Una paja mal calculada
Ayer anduve, por culpa de una espantosa resaca, evitando admitir que aquel pedo ya era historia. Pero no. Cuando duermo lo justo y me levanto con la copa de gin-tonic entre ceja y ceja, cuando el aliento me remite a lo que sucedió sólo cuatro horas antes, que pareciera sólo diez minutos atrás, no tengo más coraje que enfundarme en la misma ropa y buscar una casa de masajes que si no llegara a satisfacer el orgasmo del borracho podría generar una cadena de masajes hasta que el bolsillo estuviera lleno de aire o hasta que recuperara la consciencia.
Un cuchitril de tres al cuarto, con la segunda planta llenas de colchones y sábanas a modo de separadores entre los unos y los otros, fue el lugar de trasiego apareciéndose ante mi una moza de razonable embarazo, al menos de cinco meses desde que le pusieron la inyección de semen.

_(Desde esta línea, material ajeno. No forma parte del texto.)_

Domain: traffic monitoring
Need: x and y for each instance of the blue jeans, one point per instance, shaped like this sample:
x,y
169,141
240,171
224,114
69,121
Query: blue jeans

El trabajo fue astuto, decantándose por animarme de espaldas y por enfriarme de cara. Pero yo no hacía otra cosa que dar respingos –son las señales que emitimos en morse corporal los que no queremos pedir la paja de viva voz porque nos da vergüenza- cada vez que sólo se acercaba a la mirilla del ombligo, que si llega a ser de las facilonas que te embadurnan las inglés de aceite costroso allí mismo la hubiera preñado otra vez.
Al cuarto salto, y a sabiendas de que no sufría de epilepsia, me hizo un gesto inequívoco: la señal consiste en mirarte de frente, a los ojos, con una sonrisa bordada en los labios, mientras una de las manos se posa sobre el aparato reproductor. Yo, que continuaba comunicándome como en épocas paleolíticas, sólo bramé un gemido y arqueé la cintura, para que su tocamiento se convirtiera en manoseo bajo presión, por si le quedaba alguna duda.
Las sábanas se movían por la corriente, estando tranquilo ya que hacía media hora que un mochilero anglosajón había salido del habitáculo, cuando de pronto una carrera inconsciente trajo a un niño -¿sería su hijo?- a un colchón donde su presumible madre ordeñaba al cliente que cincuenta minutos antes, y mientras se descalzaba, le había regalado dos caramelos que viajaban sin sentido en mis bolsillos.
La inocencia quedó desdibujada de su cara, sobre todo cuando vio que no sólo el miembro agitado era de difícil justificación, sino que yo, en actitud embarazosa, tanteaba la barriga hinchada de la señora. Y entonces, el silencio.
El niño salió corriendo, yo no llegué a correrme, y la masajista ni siquiera me retiró con las clásicas toallas húmedas el pringue aceitoso con el que me fui buscando otra casa de masajes donde fueran capaces de terminar lo comenzado. Que cuando uno anda descabalgando no quiere otra cosa que ser calmado, aunque un niño se interponga en mi única meta.